A ghost, a vampire and a werewolf live together in a flat in Bristol in “Being Human,” a BBC comedy- drama about three supernatural beings who work together to check their worst impulses. Creator Toby Whithouse follows the “Buffy The Vampire Slayer” model here more than the “True Blood”/ “Twilight” one, and the result is an alternately funny and poignant series about tortured souls trying to hold on to what’s left of their humanity. The first-season DVD and Blu-ray set contains six hour-long episodes plus deleted scenes and featurettes.

Cop Out

Warner, $28.98; Blu-ray, $35.99

The best that can be said about the retro buddy-cop homage/parody “Cop Out” is that director Kevin Smith (working for the first time from a script he didn’t write) is so inept as an action filmmaker and Bruce Willis and Tracy Morgan are so indifferent as the leads that the movie develops its own uniquely shaggy, non-generic style. Of course, it’s also the kind of cynical paycheck-cashing move that the Kevin Smith of 10 years ago would’ve mocked mercilessly. Give Smith credit though — he’s not running from this turkey. The DVD/Blu-ray combo pack includes featurettes and a Smith commentary track in “Maximum Movie Mode.”

The Losers

Warner, $28.98; Blu-ray, $35.99

“The Losers” stars geek-flick favorites Jeffrey Dean Morgan, Zoe Saldana and Chris Evans (among others) as members of a betrayed special forces unit out to exact revenge on the brass who burned them. The story, based on the recent Vertigo comics revamp about rogue secret agents, not on the ‘60s DC Comics original about hard-luck soldiers, feels warmed over, and the movie has a quippy weightlessness more suited to cable TV than the big screen. Given that, it should play reasonably well at home, on a DVD/Blu-ray combo pack that includes a few deleted scenes and featurettes.

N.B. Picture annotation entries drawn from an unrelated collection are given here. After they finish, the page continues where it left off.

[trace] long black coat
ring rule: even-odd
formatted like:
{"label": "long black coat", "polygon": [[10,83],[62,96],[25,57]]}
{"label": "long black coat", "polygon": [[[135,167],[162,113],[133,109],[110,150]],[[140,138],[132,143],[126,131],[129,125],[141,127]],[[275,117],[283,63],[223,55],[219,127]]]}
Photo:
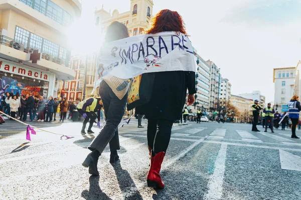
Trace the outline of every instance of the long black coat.
{"label": "long black coat", "polygon": [[149,102],[136,108],[136,113],[149,119],[179,120],[186,92],[196,93],[195,72],[172,71],[155,73]]}

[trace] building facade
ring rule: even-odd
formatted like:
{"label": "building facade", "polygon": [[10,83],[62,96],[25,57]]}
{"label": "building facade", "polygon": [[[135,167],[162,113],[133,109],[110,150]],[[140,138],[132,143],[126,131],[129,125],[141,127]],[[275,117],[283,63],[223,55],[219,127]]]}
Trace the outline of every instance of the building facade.
{"label": "building facade", "polygon": [[237,108],[238,114],[235,114],[234,122],[236,123],[247,123],[252,118],[251,106],[253,104],[253,100],[244,98],[236,95],[231,95],[230,98],[231,104]]}
{"label": "building facade", "polygon": [[275,108],[286,107],[287,102],[293,95],[295,70],[295,67],[274,68],[273,82]]}
{"label": "building facade", "polygon": [[211,112],[217,112],[220,107],[220,87],[222,79],[220,69],[210,60],[206,62],[211,69],[209,110]]}
{"label": "building facade", "polygon": [[103,9],[95,11],[95,24],[99,26],[100,32],[105,33],[112,22],[123,23],[127,27],[130,36],[143,34],[148,28],[152,18],[152,0],[130,0],[129,11],[119,13],[117,10],[112,14]]}
{"label": "building facade", "polygon": [[220,101],[228,102],[231,98],[232,84],[228,78],[222,78],[220,86]]}
{"label": "building facade", "polygon": [[194,50],[196,62],[198,65],[196,74],[196,90],[195,96],[196,101],[193,106],[191,106],[193,112],[196,112],[201,108],[206,114],[209,111],[210,98],[210,75],[211,68],[209,65]]}
{"label": "building facade", "polygon": [[253,101],[258,100],[260,107],[265,106],[265,96],[261,94],[260,91],[254,90],[252,93],[244,93],[240,94],[239,96],[244,98],[252,100]]}
{"label": "building facade", "polygon": [[74,78],[64,32],[81,13],[78,0],[0,2],[0,95],[55,96]]}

The Most Dangerous Man in America: Daniel Ellsberg and the Pentagon Papers

First Run, $27.95; Blu-ray, $34.95

Judith Ehrlich and Rick Goldsmith’s documentary about Daniel Ellsberg — a noted traitor or patriot, depending on your political persuasion — covers in rich detail his journey from being a Marine and a war planner to risking prison for stealing classified documents. It’s a story about the arrogance of brilliant men, the days when newspapers had means and relevance and the ways secrets can become self-protecting, binding world leaders in an exclusive club of silence. The DVD and Blu-ray add bonus interviews and relevant excerpts from Richard Nixon’s secret White House tapes.